爱莎也冲着他喊:“沃斯坦,快把琴还给他!”
他把琴高高举起,想要朝墙上摔去。
这时候,从身后传来一个尖亮雄厚的声音。
“沃斯坦,住手!”
沃斯坦这才转头,看着背后刚出现的三个男人。
爱莎突然变得很兴奋:“天哪!”她揪着裙子想要抚平上面的褶皱。这里好像瞬间变成了剧场,变成了舞台,让她竭力想展示出完美的一面。“是理查德三世来了。”

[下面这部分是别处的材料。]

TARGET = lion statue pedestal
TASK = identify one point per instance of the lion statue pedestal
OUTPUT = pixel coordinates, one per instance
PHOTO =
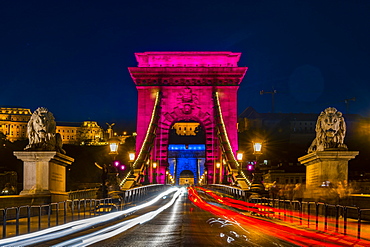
(327, 159)
(44, 161)
(324, 169)
(44, 172)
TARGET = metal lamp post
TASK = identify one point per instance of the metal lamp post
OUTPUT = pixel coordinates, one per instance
(131, 158)
(109, 172)
(154, 172)
(218, 171)
(239, 157)
(257, 186)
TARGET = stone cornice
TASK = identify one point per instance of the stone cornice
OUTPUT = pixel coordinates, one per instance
(212, 76)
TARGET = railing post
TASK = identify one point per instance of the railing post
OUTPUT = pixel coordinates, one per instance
(28, 219)
(359, 223)
(326, 217)
(49, 213)
(40, 217)
(5, 211)
(317, 215)
(345, 220)
(65, 211)
(17, 211)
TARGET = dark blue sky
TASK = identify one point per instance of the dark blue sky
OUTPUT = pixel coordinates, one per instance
(72, 56)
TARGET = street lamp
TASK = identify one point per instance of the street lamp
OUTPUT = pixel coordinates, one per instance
(218, 165)
(154, 172)
(239, 157)
(257, 186)
(113, 146)
(131, 158)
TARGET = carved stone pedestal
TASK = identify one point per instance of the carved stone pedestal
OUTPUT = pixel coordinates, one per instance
(44, 172)
(325, 169)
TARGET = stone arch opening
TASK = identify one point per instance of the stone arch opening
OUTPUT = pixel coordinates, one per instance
(186, 149)
(186, 178)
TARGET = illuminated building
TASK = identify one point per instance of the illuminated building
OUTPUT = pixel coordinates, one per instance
(185, 128)
(13, 122)
(191, 89)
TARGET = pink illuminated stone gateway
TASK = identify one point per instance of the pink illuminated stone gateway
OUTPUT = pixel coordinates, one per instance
(187, 82)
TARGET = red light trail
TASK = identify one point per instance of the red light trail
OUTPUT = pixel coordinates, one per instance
(301, 237)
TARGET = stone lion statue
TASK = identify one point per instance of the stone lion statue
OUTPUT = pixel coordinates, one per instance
(330, 131)
(41, 132)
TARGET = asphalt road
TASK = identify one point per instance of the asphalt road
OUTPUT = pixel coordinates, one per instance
(186, 225)
(178, 222)
(182, 224)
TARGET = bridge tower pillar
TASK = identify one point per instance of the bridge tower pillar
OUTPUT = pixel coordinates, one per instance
(187, 83)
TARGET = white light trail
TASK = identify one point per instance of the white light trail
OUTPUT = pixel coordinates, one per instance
(75, 226)
(118, 228)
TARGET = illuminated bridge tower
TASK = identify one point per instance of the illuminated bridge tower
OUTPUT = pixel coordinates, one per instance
(187, 116)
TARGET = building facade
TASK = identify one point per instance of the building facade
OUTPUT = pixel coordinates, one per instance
(14, 120)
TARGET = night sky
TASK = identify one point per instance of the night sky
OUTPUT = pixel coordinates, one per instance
(72, 56)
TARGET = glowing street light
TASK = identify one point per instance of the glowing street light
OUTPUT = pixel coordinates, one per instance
(131, 156)
(257, 185)
(113, 145)
(239, 156)
(257, 147)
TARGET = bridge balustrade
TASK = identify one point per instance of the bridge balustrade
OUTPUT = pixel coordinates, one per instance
(320, 216)
(29, 218)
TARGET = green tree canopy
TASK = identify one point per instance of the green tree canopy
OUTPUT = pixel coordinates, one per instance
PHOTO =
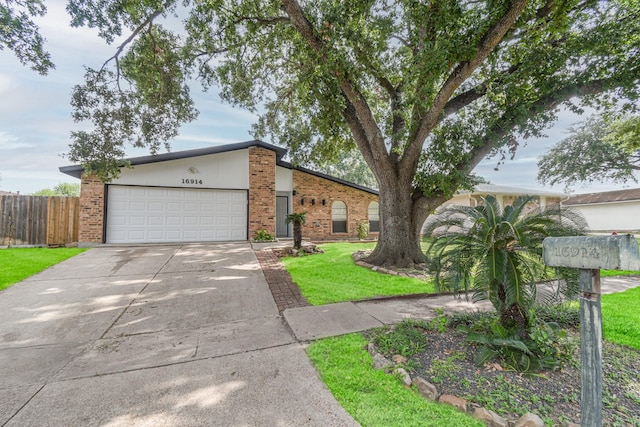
(424, 90)
(21, 35)
(63, 189)
(598, 149)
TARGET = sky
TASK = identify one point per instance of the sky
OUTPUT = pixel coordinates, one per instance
(35, 117)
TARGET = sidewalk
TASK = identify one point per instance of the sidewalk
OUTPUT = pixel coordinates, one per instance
(310, 323)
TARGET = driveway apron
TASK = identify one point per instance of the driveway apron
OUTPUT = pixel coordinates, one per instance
(178, 335)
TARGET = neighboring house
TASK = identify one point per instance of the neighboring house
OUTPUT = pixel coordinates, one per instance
(219, 193)
(609, 211)
(505, 196)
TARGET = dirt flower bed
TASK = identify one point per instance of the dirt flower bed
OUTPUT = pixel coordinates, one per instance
(447, 362)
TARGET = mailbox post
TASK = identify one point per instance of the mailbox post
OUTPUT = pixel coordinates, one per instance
(589, 255)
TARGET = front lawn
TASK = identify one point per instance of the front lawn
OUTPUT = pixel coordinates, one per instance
(17, 264)
(371, 396)
(621, 317)
(333, 277)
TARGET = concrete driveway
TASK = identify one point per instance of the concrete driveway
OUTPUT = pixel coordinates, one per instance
(179, 335)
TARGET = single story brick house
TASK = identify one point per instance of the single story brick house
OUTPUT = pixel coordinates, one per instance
(219, 193)
(609, 211)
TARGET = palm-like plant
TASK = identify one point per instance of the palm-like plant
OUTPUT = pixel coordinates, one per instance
(497, 253)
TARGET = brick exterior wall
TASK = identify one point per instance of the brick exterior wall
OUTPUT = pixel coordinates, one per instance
(262, 191)
(318, 226)
(90, 226)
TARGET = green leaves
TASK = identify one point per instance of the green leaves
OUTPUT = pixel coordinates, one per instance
(597, 150)
(20, 34)
(496, 252)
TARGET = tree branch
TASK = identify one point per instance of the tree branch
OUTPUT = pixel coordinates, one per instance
(508, 122)
(357, 113)
(462, 72)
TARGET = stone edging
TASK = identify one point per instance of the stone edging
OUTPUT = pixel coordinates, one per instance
(430, 392)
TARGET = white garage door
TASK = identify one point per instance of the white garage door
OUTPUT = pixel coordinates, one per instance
(156, 214)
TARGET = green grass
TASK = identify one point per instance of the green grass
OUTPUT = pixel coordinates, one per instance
(17, 264)
(610, 273)
(621, 317)
(372, 397)
(333, 277)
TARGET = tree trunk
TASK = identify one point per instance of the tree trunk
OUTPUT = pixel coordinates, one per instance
(401, 219)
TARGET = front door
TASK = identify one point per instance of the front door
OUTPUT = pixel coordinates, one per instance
(282, 210)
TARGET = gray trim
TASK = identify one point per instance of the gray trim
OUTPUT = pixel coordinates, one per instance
(76, 170)
(288, 165)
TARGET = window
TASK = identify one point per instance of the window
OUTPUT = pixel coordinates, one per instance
(338, 217)
(374, 217)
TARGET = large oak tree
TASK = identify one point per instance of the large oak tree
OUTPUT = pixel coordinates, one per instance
(423, 89)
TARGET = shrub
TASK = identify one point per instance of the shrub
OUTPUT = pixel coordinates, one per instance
(264, 236)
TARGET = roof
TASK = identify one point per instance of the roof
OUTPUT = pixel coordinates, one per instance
(604, 197)
(503, 189)
(76, 170)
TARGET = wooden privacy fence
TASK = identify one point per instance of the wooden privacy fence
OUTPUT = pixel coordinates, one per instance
(38, 220)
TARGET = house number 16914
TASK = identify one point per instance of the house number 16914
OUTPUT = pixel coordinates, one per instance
(191, 181)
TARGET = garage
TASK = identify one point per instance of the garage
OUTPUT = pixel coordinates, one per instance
(137, 214)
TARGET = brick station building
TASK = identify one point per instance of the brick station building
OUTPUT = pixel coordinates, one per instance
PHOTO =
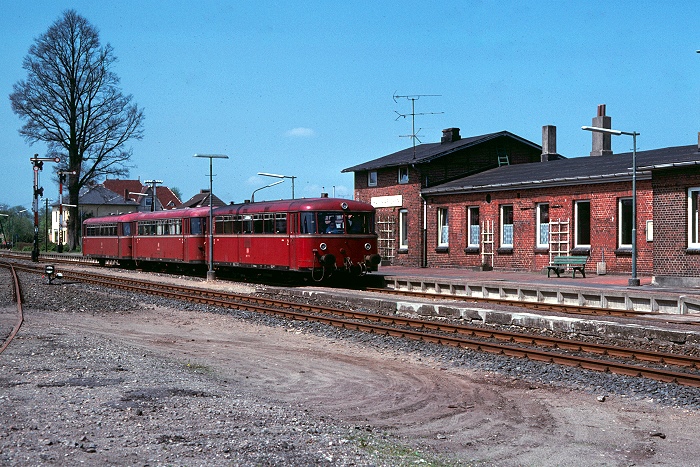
(517, 212)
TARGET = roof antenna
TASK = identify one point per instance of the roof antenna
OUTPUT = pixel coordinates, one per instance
(413, 98)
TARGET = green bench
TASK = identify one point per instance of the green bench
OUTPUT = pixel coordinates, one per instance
(561, 263)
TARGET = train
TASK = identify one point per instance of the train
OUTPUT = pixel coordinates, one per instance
(316, 237)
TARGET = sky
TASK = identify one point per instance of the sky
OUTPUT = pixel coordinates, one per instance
(305, 89)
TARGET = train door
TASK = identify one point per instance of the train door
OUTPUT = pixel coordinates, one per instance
(292, 230)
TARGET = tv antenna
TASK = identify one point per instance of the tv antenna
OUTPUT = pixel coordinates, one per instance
(413, 98)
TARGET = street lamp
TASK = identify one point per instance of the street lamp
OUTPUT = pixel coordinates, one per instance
(280, 176)
(252, 197)
(211, 275)
(634, 280)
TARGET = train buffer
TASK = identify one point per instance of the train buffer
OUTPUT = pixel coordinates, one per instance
(51, 274)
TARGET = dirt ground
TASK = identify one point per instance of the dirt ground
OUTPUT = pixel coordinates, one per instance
(473, 417)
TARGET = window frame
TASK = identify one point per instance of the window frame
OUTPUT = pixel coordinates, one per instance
(470, 223)
(502, 210)
(401, 180)
(622, 230)
(577, 224)
(372, 181)
(403, 229)
(694, 217)
(443, 227)
(538, 226)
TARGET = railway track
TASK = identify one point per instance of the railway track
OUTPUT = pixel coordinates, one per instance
(17, 296)
(598, 357)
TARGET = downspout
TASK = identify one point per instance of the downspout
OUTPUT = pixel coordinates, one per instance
(424, 249)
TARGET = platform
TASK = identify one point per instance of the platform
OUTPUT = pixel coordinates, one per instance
(603, 291)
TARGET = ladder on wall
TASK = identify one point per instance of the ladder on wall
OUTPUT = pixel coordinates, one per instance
(487, 243)
(558, 238)
(386, 242)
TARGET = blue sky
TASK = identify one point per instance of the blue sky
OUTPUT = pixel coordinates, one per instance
(305, 88)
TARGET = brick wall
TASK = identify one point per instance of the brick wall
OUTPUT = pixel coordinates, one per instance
(671, 254)
(525, 255)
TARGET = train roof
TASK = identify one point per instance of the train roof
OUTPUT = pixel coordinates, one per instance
(284, 205)
(139, 216)
(295, 205)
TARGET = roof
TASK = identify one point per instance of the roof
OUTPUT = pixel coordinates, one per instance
(165, 195)
(574, 171)
(427, 152)
(202, 199)
(99, 195)
(122, 186)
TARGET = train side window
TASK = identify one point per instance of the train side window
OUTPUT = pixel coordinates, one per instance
(257, 223)
(269, 223)
(308, 223)
(281, 223)
(196, 226)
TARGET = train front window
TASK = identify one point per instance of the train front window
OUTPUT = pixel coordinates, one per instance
(359, 223)
(308, 222)
(331, 222)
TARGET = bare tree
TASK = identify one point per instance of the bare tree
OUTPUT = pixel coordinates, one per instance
(71, 101)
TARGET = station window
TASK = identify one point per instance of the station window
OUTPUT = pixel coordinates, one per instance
(403, 229)
(507, 226)
(443, 228)
(694, 217)
(582, 217)
(403, 174)
(543, 225)
(625, 222)
(474, 228)
(372, 178)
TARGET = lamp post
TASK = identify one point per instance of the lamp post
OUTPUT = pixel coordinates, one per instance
(211, 275)
(280, 176)
(252, 197)
(153, 183)
(634, 280)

当然不是理查德三世,是理查德·伯比奇,他是我知道的最有名的演员。他外表很严肃,和我们现在流行的那种明星的帅不太一样。他的头发是褐色的,不太浓密;他的脸形棱角分明,也不太周正。不过他很特别,有一种21世纪人们缺乏、伊丽莎白时期特有的气质。这种气质很抽象很缥缈,但又的的确确存在着。
“晚上好,伯比奇先生。”沃斯坦放下琴,向他打招呼。
“我希望以后这种事情不要再发生了。”伯比奇先生对他说。
我注意到其他两个男人,一个身材很圆,胡子浓密,不过比沃斯坦看起来要整洁许多。他吸鼻子的样子非常夸张,我想他应该也是一个演员。他看起来有些喝醉了。
“你个浑蛋蠢货,还不快把鲁特琴还给这个男孩!”
还有另一个,英俊瘦削,嘴巴很小,头发束起来扎在后面。他的眼睛很柔和,像猫。他穿的衣服跟另外两个人很像,不过我觉得可能颜色是偏金色的,天色太暗了,我看不太清。他还戴着波西米亚风格的大大的耳环。他们应该都是演员,看起来也很有钱。我想他俩跟伯比奇一样,都是宫内大臣剧团的一员。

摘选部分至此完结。